What is meeting equality?
Meeting equality or equity is a way to ensure more inclusive and engaged meetings. So, making sure everyone feels valued and is on equal terms in a meeting. Meeting equity ensures that remote employees have the same sense of engagement, collaboration and access to technology as those who are physically around the table.
Many factors can influence meeting equality:
- access to meeting technology,
- visibility of all participants,
- audibility of all speakers,
- experience and personality of participants,
- availability of features like polling, chat, note taking, blackboarding, annotation,
- the role of the host and/or manager.
Some workers have never experienced issues with meeting equality, others struggle with inclusion on a daily basis. HR managers should explore options to create more awareness for meeting equality. Simply because anyone who has the feeling he or she can freely express his mind, is a happier employee. And every worker should have access to the right tools to do so. In such, meeting equality is directly linked to employee well-being, as our research unveils. 1 in 3 is thinking of moving jobs because of frictions, stress and inequality during hybrid work and meeting. Empowering workers with more autonomy and flexibility leads to more job satisfaction and a more productive staff. Which ultimately results in a higher employee retention. A win-win for all.
"Hybrid meetings have become the mainstay of professional collaboration, and organizations must do a better job removing the access and engagement barriers that can create a 'less than' perception for remote workers," said Lieven Bertier, Segment Marketing Director, Workplace at Barco.
Why is inclusivity a challenge in virtual and hybrid meetings?

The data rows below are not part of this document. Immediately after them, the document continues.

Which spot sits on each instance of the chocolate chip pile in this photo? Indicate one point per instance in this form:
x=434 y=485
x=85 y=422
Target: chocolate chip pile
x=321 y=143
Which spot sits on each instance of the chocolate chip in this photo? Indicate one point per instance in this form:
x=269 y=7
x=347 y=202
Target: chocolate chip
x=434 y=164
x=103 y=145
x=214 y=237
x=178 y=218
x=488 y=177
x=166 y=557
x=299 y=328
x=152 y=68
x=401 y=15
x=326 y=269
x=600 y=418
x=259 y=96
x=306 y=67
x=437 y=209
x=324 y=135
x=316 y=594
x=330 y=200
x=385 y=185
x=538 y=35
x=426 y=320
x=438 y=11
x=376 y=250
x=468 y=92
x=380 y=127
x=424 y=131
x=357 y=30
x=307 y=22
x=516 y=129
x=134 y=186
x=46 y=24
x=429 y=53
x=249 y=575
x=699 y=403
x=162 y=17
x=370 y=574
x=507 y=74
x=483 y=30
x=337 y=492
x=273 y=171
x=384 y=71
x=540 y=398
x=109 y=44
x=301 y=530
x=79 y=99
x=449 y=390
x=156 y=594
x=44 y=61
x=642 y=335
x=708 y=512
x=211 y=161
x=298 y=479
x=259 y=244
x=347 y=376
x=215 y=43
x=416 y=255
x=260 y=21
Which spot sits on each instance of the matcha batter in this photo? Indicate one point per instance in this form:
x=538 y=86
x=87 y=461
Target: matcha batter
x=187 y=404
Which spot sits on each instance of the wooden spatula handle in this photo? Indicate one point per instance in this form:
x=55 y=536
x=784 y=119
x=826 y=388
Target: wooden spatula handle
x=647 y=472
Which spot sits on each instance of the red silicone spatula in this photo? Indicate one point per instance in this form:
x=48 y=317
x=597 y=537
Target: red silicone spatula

In the new hybrid workplace meeting equality has become more than just a buzzword. Since in-room meetings usually have a higher rate of interaction and participation, they make collaboration easier. Everyone is present in the same room and can contribute equally. Actually, there’s more happening in the room than just talking. You have power dynamics playing in the room, you can read a person’s body language, see facial expression, and hear every nuance. Everyone has the same access to meeting room tech which only strengthens the seamless and natural way of working together.
Adding remote participants to a meeting, makes collaboration more complex and less intuitive. There’s an actual, physical distance between participants in video meetings. They no longer sit together in the same space, there are virtual and physical walls separating them.
In virtual videocalls or remote meetings, where every participant is dialing in, there is a regained sense of equality. The talking heads experience where everyone is out-of-the-office or working from home, has access to a laptop, apps and UC platforms like Microsoft Teams or Zoom. The video experience is identical for all, be it not ideal. Since every team member is equal, there are no power dynamics at play and different voices can engage. A fully virtual meeting may thus come as a relief, and a chance to fully participate and be heard in discussions. With features like hand raising, additional chat discussions, surveys, automatic timekeeping, possibility for taking notes and recording, new ways of participation are endless.
In hybrid meetings, you have a unique mix of in-room and remote users, so creating an equal meeting experience for all can be challenging. Remote users can easily feel alone, distracted, ignored and left out, especially when they have no access to video or a camera view of the meeting room. Their engagement drops faster, which makes their meeting participation far from equivalent to that of their in-room colleagues.